This is the second part of my data visualization journey. For this, I used the same dataset as in the previous post, which showed racial representation in Early Intervention (EI) across the U.S. I compared that data to racial representation in Oregon, using information from the same OSEP website. I combined data from 2013 to 2022 to get the most statistical power for later analysis.
First, I created a bar chart using ggplot() with the geom_bar() function.
Code
ggplot(childcount1920USOR_long, aes(x = state, y = percent, fill = race)) +geom_bar(stat ="identity") +scale_y_continuous(labels = scales::percent_format(scale =1)) +scale_fill_discrete(labels =c("American Indian")) +labs(title ="Percentage of Child Count by Race in US & Oregon",x ="State",y ="Percentage",fill ="Race") +theme_minimal()
Here is an example of how labeling can be completely inappropriate. However, I appreciate using the viridis color palette with scale_fill_viridis_d(), as it helps make colors more accessible for people with color perception differences.
Code
ggplot(childcount1920USOR_long, aes(x = state, y = percent, fill = race)) +geom_bar(stat ="identity") +scale_fill_viridis_d() +scale_y_continuous(labels =percent_format(scale =1)) +labs(title ="Percentage of Child Count by Race in US & Oregon",x ="State",y ="Percentage",fill ="Race") +geom_text(aes(label = race), position =position_stack(vjust =0.5), color ="black", size =4) +theme_minimal()

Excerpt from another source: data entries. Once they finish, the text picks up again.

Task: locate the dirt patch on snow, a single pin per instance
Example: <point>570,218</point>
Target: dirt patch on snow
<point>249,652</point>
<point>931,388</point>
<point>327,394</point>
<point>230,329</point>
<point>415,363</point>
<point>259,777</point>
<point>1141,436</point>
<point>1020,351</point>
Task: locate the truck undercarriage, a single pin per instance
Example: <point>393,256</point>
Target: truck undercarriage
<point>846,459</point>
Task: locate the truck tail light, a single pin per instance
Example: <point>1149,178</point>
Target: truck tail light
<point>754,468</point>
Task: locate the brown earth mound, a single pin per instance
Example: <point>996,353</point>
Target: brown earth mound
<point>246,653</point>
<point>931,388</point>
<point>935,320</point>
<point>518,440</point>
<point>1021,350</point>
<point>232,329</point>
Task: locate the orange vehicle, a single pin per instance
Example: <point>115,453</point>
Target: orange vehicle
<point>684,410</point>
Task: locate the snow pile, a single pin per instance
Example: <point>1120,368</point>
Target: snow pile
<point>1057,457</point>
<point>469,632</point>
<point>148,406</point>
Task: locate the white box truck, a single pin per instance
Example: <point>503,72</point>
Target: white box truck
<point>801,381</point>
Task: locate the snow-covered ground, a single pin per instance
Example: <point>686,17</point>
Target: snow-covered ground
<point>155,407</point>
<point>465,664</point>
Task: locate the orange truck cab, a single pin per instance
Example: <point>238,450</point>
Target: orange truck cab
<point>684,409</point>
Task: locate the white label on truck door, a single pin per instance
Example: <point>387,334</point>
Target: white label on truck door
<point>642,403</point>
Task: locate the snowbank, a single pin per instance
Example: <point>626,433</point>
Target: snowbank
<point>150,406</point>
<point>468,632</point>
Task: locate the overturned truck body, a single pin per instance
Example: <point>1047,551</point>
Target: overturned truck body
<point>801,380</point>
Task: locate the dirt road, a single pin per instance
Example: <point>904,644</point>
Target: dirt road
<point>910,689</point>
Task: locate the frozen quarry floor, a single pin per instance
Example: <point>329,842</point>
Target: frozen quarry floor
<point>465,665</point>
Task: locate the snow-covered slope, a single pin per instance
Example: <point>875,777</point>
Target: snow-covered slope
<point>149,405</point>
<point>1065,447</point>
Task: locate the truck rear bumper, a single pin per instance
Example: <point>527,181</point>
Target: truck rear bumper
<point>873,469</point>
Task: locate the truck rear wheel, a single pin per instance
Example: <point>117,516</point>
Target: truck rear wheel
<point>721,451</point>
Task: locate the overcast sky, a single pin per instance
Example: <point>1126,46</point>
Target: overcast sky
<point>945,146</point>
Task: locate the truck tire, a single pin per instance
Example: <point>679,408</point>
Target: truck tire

I really enjoy how easy it is to play with different types of plots that ggplot() offers.
Code
ggplot(childcount1920USOR_long, aes(x = state, y = percent, fill = race)) +geom_bar(stat ="identity", position ="dodge") +scale_fill_viridis_d() +scale_y_continuous(labels =percent_format(scale =1)) +labs(title ="Percentage of Child Count by Race in US & Oregon",x ="State",y ="Percentage",fill ="Race") +theme_minimal()
So, I kept experimenting.
Code
ggplot(childcount1920USOR_long, aes(x = race, y = percent, fill = state)) +geom_bar(stat ="identity", position =position_dodge(width =0.7)) +scale_fill_viridis_d() +scale_y_continuous(labels =percent_format(scale =1), expand =expansion(mult =c(0, 0.05))) +labs(title ="Percentage of Child Count by Race in US & Oregon",x ="Race",y ="Percentage",fill ="State") +geom_text(aes(label = scales::percent(percent /100, accuracy =0.1)), position =position_dodge(width =0.7), vjust =-0.5, color ="black", size =4) +theme_minimal(base_size =14) +theme(legend.position ="bottom")
After making adjustments to show the data more clearly and accurately, here is the final version that shows the data best! Flipping the X and Y axes helps readers understand the categories more easily, and the data labels make it clearer to see the exact differences between the national data and Oregon’s data. I also assigned specific colors from the viridis color pallette for the national and Oregon’s data to maintain consistency in future visualizations.
Code
viridis_colors <-c("Oregon"="#7ad151", "US and Outlying Areas"="#414487")